I pulled out a chair and sat across from Tom. Ours has been a curious relationship. We grew up neighbors. We paled around. Never dated. We knew each other too well. He went off to college and came home a lawyer. While away, though he didn't talk about it much, he suffered through a painful breakup.
I went to culinary school and then took over the café from Mom and Dad, who retired. Like Tom, I'd stumbled through my own relationship disaster.
He toyed with the saltshaker on the table. "I never intended to ambush you—that's what it must've seemed like last night."
"I was surprised." I could have added, But thrilled. But I didn't.
The truth is, in high school I'd developed feelings for Tom. Whenever he came home from college, the feelings intensified, but I always hid my fondness for him and made excuses: He's two years older than you, Linda; you'll make a fool of yourself; he doesn't feel the same way about you; he has someone else. My biggest fear—I'd lose a friend.
"Maybe we need to talk," he said, batting the shaker from one hand to the other.
"I agree."
"We're not teens," he added. "We're almost thirty. Not a time to play games."
What complicated our friendship is that about two months ago Tom and I started seeing each other as companions to several social events. I'm the one to blame: I asked him if he'd go with me to my cousin's wedding.
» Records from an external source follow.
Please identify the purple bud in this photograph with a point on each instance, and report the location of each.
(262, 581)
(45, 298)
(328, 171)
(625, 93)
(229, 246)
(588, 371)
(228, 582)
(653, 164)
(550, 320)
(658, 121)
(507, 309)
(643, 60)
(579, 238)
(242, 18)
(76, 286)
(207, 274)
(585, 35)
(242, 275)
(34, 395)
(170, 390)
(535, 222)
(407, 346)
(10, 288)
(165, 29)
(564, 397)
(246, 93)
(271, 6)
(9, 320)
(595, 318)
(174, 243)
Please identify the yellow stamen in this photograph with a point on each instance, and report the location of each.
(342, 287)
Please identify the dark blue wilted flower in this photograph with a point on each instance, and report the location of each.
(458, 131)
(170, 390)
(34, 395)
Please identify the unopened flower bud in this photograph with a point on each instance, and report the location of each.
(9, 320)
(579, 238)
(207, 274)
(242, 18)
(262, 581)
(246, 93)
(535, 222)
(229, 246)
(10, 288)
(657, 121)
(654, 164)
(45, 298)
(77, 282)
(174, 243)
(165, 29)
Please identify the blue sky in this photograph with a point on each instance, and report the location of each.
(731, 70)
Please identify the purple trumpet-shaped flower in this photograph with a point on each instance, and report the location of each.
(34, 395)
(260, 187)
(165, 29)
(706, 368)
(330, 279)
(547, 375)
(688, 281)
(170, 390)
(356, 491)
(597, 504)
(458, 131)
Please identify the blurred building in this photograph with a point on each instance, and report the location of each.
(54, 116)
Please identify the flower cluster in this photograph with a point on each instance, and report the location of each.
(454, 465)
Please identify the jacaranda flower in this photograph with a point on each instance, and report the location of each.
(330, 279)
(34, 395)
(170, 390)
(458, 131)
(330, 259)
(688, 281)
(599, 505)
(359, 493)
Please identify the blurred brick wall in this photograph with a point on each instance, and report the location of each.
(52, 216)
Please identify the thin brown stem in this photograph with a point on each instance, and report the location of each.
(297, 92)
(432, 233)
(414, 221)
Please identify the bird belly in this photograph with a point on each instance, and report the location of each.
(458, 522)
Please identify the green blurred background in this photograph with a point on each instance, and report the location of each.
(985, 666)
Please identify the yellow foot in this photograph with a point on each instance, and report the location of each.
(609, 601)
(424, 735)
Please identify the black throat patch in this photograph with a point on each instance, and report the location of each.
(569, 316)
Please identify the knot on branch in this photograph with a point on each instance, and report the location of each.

Two weeks later, he asked me to a banquet honoring a fellow lawyer. Last night, we attended the must-see concert of a group that was popular when we were in high school.
During the first two occasions, we smiled at each other and laughed a lot. Last night, though, we held hands; and after the concert, as we stood on my front porch in the moonlight, Tom suddenly gripped my arms and then kissed me—a toe-curling kiss that melted my heart and set off an alarm in my brain. Danger!  Hardly able to breathe, I darted into the house.
Tom tilted the shaker now, sprinkled a bit of salt into his right palm, and tossed the salt over his shoulder. "What was that for?" I asked.
"Good luck. I have a confession to make."
I sat straight. I couldn't imagine—
His Adam's apple bobbed. "I've wanted to kiss you for a long time, Kathy. And well...last night"—he shrugged, sheepish again—"seemed like the right time. I couldn't resist any longer. How long have we known each other?"
I bit my bottom lip and then said, "Um...twenty years probably."
"Time for me to be honest, don't you think?"
I gulped. "I've thought about kissing you, too," I said, and decided to give him a real dose of honesty. "Like a million times."
A warm smile lit his handsome face, "Really?"
"Really. What happens now?"
He reached across the table and gripped my hands. "I think we can make this work, you and me."
"It's scary."
"I know," he said. "We don't want to wreck a friendship."
"Maybe we'll end up...broken hearted. It happens."
He squeezed my hands. "No way. Not if we stay honest."
While my heart thundered, he stood and leaned across the table. His soft brown eyes locked with mine again. We kissed for a second time, a kiss that sizzled. When he sat down again, I blew out a long breath. Wow!  "Honesty," I said, "is a lovely way to go."